Ладно, пусть мой парень им не понравился, не понравился от слова «совсем», абсолютно – они взрослые люди и имеют право на собственное мнение. Но я тоже давно совершеннолетняя и тоже имею некоторые права. Например, право самой выбрать человека, с которым я хочу прожить всю жизнь, выбрать, не оглядываясь на предпочтения моей семьи! И разговоры, которые начинает мама, как только я попадаю ей в руки, разговоры, которые всегда начинаются словами: «Риточка, я все понимаю, но твой Витя…» не вызывают у меня ничего, кроме обиды и раздражения.
В общем, вы понимаете, почему сегодня я сбежала в офис, даже не позавтракав.
* * *
Поскольку я явилась на работу раньше всех, да еще голодная, то первым делом заварила чай и соорудила себе пару бутербродов. К тому времени, как в приемную впорхнула раскрасневшаяся от мороза Ниночка, жизнь уже казалась мне вполне приемлемой.
– Ты чайник согрела! – обрадовалась она. – Здорово! А чего так рано пришла?
– А, – махнула я рукой, – достали родные и близкие. Почему-то мама считает, что, если она каждое утро будет начинать с воспитательной беседы, я проникнусь, соглашусь с ее доводами, сбегу от Витьки и выберу себе правильного мужа из числа еще неженатых сыновей ее подруг. – Я печально посмотрела на недоеденный бутерброд и повторила: – Достали.
– Сочувствую. – Ниночка налила себе чаю, села за стол и включила компьютер. – Родители, они, конечно, не самые глупые люди, и слушать их надо, но иногда они совершенно непрошибаемы… в любом случае всегда решать надо самой.

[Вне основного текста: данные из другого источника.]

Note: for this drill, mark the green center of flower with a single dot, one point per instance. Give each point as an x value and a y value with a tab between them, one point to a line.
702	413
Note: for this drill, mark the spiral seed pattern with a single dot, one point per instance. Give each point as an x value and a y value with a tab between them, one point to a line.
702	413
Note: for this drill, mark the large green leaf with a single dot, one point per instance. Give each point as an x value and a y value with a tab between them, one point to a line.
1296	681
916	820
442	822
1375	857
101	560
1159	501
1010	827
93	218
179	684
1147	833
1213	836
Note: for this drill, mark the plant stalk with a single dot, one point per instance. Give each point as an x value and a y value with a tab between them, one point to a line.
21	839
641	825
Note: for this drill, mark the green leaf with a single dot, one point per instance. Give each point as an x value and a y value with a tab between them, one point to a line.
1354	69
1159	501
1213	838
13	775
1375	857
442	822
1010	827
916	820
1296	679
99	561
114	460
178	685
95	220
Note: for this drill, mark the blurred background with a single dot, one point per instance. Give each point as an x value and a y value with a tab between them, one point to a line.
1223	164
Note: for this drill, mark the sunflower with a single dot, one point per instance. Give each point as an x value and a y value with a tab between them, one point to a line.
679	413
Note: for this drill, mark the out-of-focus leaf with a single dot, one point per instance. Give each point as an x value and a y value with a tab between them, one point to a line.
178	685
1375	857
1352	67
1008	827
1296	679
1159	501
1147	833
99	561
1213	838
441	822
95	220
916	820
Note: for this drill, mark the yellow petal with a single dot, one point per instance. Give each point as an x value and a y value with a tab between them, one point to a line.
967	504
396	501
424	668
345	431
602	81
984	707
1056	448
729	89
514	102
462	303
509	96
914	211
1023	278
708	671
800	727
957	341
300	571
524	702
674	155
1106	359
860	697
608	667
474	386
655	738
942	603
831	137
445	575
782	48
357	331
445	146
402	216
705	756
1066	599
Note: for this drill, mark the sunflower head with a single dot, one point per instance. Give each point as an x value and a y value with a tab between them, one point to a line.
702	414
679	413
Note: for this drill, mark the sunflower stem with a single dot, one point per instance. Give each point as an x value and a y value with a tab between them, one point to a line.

– Да все уже решено, – тоскливо отозвалась я, – просто мне неприятно. Неужели так сложно принять мой выбор? Это же мои родители, самые близкие люди! Почему они меня не понимают?
Нина засмеялась:
– Тебе с моей Ленкой надо поговорить, она тоже жалуется, что я ее не понимаю!
Поскольку срочной работы у меня не было, я подсела к Ниночке, помочь с разбором почты и прочими бумагами. Вскоре пришел шеф, а еще минут через десять – непривычно хмурый Гоша. Странно, у него что, тоже дома какие-то разборки?

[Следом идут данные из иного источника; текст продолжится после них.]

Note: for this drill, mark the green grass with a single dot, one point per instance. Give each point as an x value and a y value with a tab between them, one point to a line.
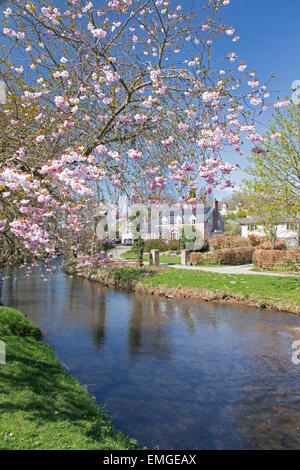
130	255
285	290
41	406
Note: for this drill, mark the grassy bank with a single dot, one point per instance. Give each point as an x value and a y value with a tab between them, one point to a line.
42	407
279	293
282	293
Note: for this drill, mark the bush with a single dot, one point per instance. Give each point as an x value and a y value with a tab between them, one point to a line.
231	256
279	245
232	228
228	241
161	245
277	259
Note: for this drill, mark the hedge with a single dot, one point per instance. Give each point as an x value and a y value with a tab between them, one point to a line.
232	256
228	241
276	259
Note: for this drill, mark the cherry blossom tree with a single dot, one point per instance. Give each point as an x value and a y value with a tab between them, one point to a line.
122	95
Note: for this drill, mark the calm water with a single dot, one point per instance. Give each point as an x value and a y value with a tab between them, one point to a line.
173	374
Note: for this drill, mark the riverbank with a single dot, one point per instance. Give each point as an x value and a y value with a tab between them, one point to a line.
42	407
271	293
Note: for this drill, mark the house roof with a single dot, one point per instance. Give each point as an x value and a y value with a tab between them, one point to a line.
256	220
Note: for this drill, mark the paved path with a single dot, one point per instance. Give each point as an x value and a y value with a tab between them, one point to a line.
245	269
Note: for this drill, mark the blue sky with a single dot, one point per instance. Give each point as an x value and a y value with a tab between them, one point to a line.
269	42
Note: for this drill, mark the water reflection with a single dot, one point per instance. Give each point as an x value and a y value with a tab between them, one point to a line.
172	373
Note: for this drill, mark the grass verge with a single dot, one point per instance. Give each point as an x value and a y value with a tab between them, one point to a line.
273	292
269	292
42	407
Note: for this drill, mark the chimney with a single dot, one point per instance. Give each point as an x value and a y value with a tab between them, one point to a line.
215	215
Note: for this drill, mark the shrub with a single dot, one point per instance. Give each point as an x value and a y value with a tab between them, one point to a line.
279	245
228	241
232	256
156	244
277	259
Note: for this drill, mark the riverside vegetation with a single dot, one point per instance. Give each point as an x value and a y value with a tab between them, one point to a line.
42	407
278	293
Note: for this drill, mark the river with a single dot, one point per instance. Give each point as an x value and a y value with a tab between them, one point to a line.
173	374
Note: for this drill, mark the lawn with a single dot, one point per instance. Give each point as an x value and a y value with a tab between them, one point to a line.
130	255
42	407
279	290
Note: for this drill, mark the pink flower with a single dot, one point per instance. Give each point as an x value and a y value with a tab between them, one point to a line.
140	118
69	124
101	149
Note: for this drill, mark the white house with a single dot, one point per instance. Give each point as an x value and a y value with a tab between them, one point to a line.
169	224
286	230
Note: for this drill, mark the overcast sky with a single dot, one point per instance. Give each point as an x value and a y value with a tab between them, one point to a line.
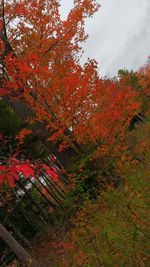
119	34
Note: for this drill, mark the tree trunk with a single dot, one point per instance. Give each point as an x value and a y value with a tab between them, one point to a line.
22	254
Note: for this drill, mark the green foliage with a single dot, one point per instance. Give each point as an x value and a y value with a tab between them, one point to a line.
10	123
114	230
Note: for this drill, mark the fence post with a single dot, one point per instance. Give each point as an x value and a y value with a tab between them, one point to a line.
22	254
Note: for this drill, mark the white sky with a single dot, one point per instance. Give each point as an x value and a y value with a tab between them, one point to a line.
119	34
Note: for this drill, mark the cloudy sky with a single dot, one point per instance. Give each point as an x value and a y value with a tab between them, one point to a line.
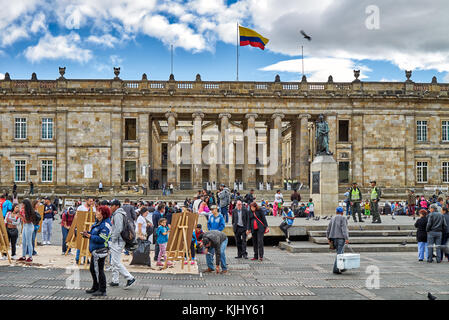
382	38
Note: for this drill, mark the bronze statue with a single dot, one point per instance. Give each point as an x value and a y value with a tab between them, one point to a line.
322	137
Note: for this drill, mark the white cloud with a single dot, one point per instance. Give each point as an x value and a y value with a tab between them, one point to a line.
116	60
412	35
319	69
38	23
59	47
105	40
178	34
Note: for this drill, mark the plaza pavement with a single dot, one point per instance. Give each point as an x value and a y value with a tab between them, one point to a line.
282	275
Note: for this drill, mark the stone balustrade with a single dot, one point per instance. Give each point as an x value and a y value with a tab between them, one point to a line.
226	88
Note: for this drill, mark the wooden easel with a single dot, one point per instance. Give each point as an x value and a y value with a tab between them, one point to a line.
4	241
71	236
83	221
179	239
40	209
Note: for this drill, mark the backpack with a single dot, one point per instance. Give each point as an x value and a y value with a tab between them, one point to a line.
36	218
128	233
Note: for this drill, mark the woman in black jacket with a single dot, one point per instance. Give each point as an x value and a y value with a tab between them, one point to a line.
421	234
257	224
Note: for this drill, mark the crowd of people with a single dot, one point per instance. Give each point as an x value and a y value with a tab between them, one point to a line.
152	222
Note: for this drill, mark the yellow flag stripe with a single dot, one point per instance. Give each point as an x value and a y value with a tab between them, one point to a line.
245	32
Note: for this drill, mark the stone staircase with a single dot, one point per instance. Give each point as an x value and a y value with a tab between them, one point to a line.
362	238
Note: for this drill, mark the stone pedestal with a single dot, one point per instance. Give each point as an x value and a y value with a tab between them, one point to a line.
324	185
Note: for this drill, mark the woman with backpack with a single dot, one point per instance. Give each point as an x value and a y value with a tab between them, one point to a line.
28	218
258	226
66	222
12	221
98	246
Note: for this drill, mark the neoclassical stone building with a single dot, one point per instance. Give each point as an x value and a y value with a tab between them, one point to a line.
75	133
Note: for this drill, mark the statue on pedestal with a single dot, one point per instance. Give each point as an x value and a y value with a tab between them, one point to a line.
322	137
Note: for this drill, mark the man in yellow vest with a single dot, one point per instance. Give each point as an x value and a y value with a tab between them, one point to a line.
355	197
374	202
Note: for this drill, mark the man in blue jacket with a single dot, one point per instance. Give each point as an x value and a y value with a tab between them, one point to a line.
156	216
216	221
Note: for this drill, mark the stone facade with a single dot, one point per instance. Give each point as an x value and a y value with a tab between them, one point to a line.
250	131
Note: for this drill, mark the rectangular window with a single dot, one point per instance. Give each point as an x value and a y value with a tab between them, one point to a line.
19	171
343	130
47	170
421	171
47	128
446	171
20	128
343	172
130	129
445	130
421	130
130	171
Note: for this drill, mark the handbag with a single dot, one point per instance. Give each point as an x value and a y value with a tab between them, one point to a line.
255	224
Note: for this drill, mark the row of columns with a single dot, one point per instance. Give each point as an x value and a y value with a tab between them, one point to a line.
225	149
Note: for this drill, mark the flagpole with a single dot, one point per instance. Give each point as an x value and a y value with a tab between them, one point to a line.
302	55
171	59
237	46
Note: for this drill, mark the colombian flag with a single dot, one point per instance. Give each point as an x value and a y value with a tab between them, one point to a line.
252	38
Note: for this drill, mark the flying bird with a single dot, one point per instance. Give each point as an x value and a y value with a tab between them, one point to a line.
305	35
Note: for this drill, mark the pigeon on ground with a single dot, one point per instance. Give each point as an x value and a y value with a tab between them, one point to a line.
305	35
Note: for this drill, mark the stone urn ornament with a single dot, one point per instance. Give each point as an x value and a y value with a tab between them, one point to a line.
116	72
62	73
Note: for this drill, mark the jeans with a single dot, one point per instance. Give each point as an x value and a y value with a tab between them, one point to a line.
422	250
97	272
434	237
116	262
240	240
348	208
258	243
162	252
27	239
34	239
284	227
355	208
13	234
225	212
210	256
444	239
46	229
65	232
340	246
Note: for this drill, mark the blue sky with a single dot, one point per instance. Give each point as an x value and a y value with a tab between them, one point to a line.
90	38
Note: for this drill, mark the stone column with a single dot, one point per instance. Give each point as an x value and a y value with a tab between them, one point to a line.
61	147
144	147
116	150
172	161
277	126
357	149
295	149
249	140
410	138
331	119
197	168
150	170
304	150
223	159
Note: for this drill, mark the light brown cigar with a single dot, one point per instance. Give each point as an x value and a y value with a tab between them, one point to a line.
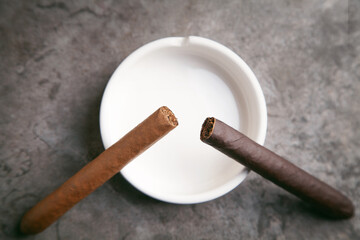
98	171
276	169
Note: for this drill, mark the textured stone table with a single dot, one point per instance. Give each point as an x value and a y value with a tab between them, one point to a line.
57	56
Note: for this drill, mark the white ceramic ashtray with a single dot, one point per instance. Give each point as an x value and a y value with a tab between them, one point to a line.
196	78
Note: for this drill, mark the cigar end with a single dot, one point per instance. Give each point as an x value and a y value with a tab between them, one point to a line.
207	128
170	116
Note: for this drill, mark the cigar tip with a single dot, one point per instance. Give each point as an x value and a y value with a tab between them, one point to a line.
207	128
170	116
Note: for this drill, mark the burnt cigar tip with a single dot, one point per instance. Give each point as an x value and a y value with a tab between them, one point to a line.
207	128
170	115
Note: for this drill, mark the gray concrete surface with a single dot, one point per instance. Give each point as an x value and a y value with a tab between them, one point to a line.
57	56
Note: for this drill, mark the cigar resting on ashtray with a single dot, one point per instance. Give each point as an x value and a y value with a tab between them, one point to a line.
98	171
276	169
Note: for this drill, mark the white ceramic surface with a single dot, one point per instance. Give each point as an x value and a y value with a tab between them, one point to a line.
196	78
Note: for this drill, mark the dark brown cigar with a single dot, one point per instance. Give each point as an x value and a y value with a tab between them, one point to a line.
98	171
276	169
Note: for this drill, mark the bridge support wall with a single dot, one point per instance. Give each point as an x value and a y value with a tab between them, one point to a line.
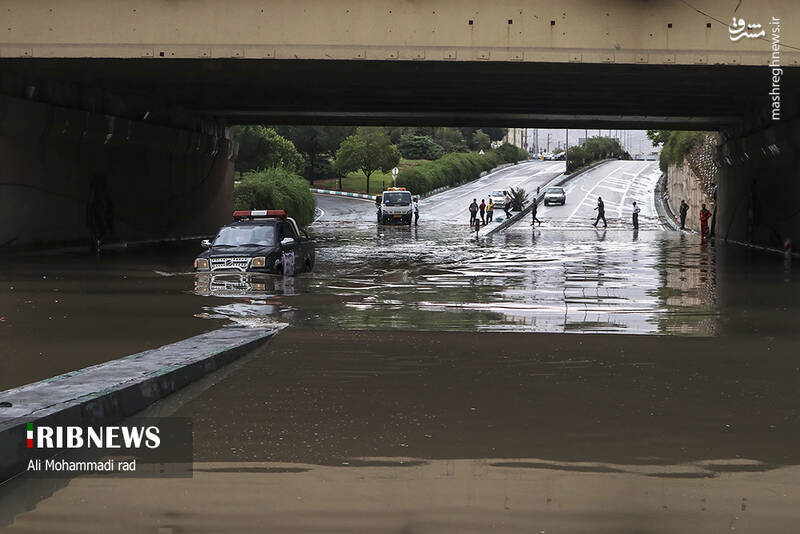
759	187
163	182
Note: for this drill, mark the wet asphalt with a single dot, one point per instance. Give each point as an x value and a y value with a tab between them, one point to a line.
549	379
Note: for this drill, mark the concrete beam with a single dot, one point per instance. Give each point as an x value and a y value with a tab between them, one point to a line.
568	31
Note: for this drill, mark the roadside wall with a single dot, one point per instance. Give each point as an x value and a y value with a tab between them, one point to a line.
682	183
163	182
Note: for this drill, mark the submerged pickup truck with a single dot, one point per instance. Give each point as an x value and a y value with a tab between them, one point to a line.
258	241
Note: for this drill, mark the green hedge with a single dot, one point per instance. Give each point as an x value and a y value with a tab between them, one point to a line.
679	144
276	189
456	168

Дурное настроение у моего напарника случается очень редко, за все время, что мы работаем вместе, на пальцах одной руки посчитать можно. Тем не менее я знаю, что нет никакого смысла задавать ему вопросы, выясняя, что, собственно, случилось. В лучшем случае он окинет меня презрительным взглядом и молча отвернется, в худшем – откровенно нахамит. Увы, у моего напарника миллион достоинств, но назвать его джентльменом можно лишь с большой натяжкой. Поэтому мы с Ниночкой посмотрели на Гошку, молча переглянулись и продолжили заниматься своим делом.

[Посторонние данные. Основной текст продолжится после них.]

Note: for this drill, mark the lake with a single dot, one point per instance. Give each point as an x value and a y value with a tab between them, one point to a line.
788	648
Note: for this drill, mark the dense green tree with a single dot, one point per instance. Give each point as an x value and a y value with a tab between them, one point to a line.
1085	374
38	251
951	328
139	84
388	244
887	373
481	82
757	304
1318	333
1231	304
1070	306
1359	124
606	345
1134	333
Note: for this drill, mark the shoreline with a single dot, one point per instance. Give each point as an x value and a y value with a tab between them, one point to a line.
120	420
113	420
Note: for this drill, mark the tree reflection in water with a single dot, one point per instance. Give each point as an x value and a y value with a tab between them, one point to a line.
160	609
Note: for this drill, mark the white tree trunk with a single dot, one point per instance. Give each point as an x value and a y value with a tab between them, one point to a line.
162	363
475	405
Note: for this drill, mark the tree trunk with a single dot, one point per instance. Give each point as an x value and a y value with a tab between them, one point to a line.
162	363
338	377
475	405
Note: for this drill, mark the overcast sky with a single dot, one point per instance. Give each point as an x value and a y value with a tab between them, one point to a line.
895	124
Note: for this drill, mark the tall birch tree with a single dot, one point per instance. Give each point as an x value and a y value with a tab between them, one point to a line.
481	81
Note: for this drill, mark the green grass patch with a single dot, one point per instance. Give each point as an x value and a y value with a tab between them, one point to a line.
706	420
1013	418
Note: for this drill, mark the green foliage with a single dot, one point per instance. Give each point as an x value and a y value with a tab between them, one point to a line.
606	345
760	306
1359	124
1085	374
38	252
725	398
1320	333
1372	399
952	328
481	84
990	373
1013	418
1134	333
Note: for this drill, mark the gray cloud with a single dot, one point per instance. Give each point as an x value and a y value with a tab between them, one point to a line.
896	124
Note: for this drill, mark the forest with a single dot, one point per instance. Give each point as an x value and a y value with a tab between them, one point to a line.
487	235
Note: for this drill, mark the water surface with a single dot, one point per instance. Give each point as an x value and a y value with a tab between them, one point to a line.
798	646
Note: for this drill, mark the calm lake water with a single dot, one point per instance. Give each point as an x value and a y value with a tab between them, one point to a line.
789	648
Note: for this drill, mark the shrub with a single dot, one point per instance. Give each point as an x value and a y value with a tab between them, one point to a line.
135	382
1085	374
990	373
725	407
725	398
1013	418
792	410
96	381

Гошка, пугая нас недовольной физиономией, побродил по приемной, подошел к окну, постоял немного, разглядывая безлюдную улицу, и стукнул кулаком по подоконнику. Включил чайник, потом подошел к шкафу, в который мы вешаем верхнюю одежду, открыл дверцу и некоторое время изучал его небогатое содержимое. Снял собственную куртку и тоже пристроил на плечики. Оглянулся на закипевший чайник и спросил в пространство:
– Шеф здесь?
Мы с Ниной снова переглянулись. Поскольку Гоша только что видел в шкафу куртку упомянутого шефа, вопрос прозвучал по меньшей мере странно. Тем не менее Нина ответила, коротко и нейтрально:
– У себя.
Гоша подошел к кабинету Баринова, приоткрыл дверь и оглянулся на нас:
– Ну что, пошли, что ли?
После чего сделал шаг через порог.
– Что это с ним? – спросила Ниночка.
Я только руками развела:
– Может, дома что случилось?
Гошка снова показался в дверях:
– Девчонки, кому сидите? Между прочим, только вас ждем!
Я торопливо вскочила и легкой рысью рванула в кабинет шефа – судя по всему, именно там сейчас будет раскрыта тайна странного Гошкиного поведения. Ниночка двинулась за мной без лишней спешки, но и не задерживаясь, ей тоже было интересно. Она привычно остановилась на пороге, прислонившись к косяку и легко постукивая карандашом по большому зеленому блокноту. Я же прошла в кабинет и устроилась на стуле. Гошка сел рядом, потом вскочил, потоптался на месте и махнул рукой.
– В общем, такая история получается… – Он обвел нас хмурым взглядом и замолчал.
– У девочек после такого многообещающего начала обычно следует: «Мама, я беременна», – задумчиво сообщила Нина.
Я нервно хихикнула, шеф поморщился, а Гоша неожиданно улыбнулся:
– Спасибо, Ниночка. Нет, все не так плохо, просто… просто у нас тут, похоже, клиент образовался… родители просили, убедительно так…
– Гоша, я правильно понимаю, ничего страшного не случилось? – негромко уточнил Баринов.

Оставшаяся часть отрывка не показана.